Make awk produce error on non-numeric
A reasonable way to test would be to compare the field using tests similar to strtod
, which is the method that awk uses to convert strings to numbers:
$2 !~ / *[+-]?[[:digit:]]/ { print "NAN: " $2; exit 1; }
The above differs from strtod in that it does not consider INFINITY or NAN to be "numbers". The leading space requirement could be relaxed under awk's default field-splitting behavior -- meaning the fields would never contain leading space:
$2 !~ /[+-]?[[:digit:]]/ { print "NAN: " $2; exit 1; }
A further refinement, thanks to Stéphane's comment and answer here:
$2 !~ /^[+-]?([[:digit:]]*\.?[[:digit:]]*([eE][-+]?[[:digit:]]+)?|0[xX][[:xdigit:]]*\.?[[:xdigit:]]*([pP][-+]?[[:digit:]]+)?)$/ { print "NAN: " $2; exit 1; }
Broken out for slightly better legibility, that regex is:
/^[+-]?([[:digit:]]*\.?[[:digit:]]*([eE][-+]?[[:digit:]]+)?|\
0[xX][[:xdigit:]]*\.?[[:xdigit:]]*([pP][-+]?[[:digit:]]+)?)$/
... where the intention is to allow a possible leading + or -, then either a floating point number or hexadecimal number.
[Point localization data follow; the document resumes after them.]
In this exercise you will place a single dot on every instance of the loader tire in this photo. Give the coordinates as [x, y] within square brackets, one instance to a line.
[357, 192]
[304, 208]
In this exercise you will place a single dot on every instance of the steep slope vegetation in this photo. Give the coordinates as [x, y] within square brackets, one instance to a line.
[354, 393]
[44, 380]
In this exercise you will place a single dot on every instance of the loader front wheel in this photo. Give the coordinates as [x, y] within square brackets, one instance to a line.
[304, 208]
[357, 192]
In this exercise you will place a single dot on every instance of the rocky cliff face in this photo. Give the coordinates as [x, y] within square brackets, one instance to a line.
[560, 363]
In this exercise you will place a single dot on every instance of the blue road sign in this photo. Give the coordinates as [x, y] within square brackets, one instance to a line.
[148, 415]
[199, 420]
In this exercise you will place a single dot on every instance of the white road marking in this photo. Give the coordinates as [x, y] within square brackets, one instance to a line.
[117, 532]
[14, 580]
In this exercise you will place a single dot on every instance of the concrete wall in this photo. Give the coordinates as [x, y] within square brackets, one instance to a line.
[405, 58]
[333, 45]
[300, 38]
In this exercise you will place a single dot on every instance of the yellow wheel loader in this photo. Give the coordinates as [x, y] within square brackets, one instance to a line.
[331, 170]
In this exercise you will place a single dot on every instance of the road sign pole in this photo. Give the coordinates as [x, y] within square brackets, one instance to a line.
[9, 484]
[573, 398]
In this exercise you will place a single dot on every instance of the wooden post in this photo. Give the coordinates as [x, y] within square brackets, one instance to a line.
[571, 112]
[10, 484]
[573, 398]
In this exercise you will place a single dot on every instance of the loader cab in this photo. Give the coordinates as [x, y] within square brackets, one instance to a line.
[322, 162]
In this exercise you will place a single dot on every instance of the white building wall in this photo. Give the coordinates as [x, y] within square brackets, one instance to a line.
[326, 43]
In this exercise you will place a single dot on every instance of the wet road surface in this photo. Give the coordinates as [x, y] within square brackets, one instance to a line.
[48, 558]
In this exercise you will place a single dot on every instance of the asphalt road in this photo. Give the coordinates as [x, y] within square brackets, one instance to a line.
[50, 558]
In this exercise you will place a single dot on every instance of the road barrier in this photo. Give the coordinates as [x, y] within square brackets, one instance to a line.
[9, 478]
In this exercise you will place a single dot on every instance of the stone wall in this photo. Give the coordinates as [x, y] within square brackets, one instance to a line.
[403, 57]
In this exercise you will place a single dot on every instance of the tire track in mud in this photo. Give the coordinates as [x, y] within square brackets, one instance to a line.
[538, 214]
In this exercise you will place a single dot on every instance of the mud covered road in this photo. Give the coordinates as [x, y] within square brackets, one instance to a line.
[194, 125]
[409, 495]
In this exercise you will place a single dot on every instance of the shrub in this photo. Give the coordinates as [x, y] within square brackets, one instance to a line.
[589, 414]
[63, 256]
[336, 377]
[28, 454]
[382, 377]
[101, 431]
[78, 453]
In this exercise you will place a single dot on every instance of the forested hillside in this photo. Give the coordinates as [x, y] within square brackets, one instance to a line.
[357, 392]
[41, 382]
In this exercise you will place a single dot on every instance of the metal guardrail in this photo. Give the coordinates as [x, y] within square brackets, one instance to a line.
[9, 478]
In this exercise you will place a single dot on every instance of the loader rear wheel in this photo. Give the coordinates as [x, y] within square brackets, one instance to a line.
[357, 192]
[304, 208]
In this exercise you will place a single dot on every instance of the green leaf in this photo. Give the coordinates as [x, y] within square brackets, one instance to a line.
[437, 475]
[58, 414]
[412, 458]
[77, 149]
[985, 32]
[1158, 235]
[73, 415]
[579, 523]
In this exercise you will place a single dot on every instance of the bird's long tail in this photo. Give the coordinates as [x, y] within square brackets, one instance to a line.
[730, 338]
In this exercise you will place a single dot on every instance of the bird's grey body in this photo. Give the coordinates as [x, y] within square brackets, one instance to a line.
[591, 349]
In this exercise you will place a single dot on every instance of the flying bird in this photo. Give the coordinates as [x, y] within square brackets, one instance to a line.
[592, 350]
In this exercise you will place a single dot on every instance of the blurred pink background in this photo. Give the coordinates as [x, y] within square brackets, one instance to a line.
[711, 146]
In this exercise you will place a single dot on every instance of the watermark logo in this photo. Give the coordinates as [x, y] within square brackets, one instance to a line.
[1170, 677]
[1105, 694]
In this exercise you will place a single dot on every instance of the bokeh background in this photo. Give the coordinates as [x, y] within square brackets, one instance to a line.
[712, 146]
The floating point number has optional leading digits, an option separator (here fixed to be a period .
), followed by some number of digits, optionally followed by an exponent. The hex number must start with 0x
or 0X
, followed by hex digits, a separator, more hex digits, and optionally followed by a "power" (exponent). The entire second field must match one of those formats (as anchored by ^
and $
). Omitted here, for the purposes of this question, are the NAN and INFINITY options.
Another option would be to force a numeric conversion, then compare it to zero and then further compare the original input to something that would convert to zero; more specifically, does it start with an optional + or -, then is it followed by zeros, or followed by a period and zeros:
{ number=0 + $2;
if (!number && $2 !~ /^[+-]?(0+)|\.0+/)
print "NAN: "$2;
}
I ended up with this:
awk -v col=$col '
typeof($col) != "strnum" {
print "Error on line " NR ": " $col " is not numeric"
noprint=1
exit 1
}
{
sum+=$col
}
END {
if(!noprint)
print sum
}' $file
This uses typeof, which is a GNU awk extension. typeof($col)
returns 'strnum' if $col
is a valid number, and 'string' or 'unassigned' if it is not.
See Can I determine type of an awk variable?
awk -v col=2 '
$col+0==0 && $col!~/^[+-]?0/ { print "bad number " $col > "/dev/stderr" }
{sum+=$col}
END{print sum}' input-file
It's up to you to complicate it if you want it to also handle .0
or .0e+33
as valid representations of 0
; notice that awk
will ignore trailing junk when converting strings to numbers ("1.4e1e3"+0
, "1.4e1.e7"+0
or "14+13"+0
will be all equal to 14).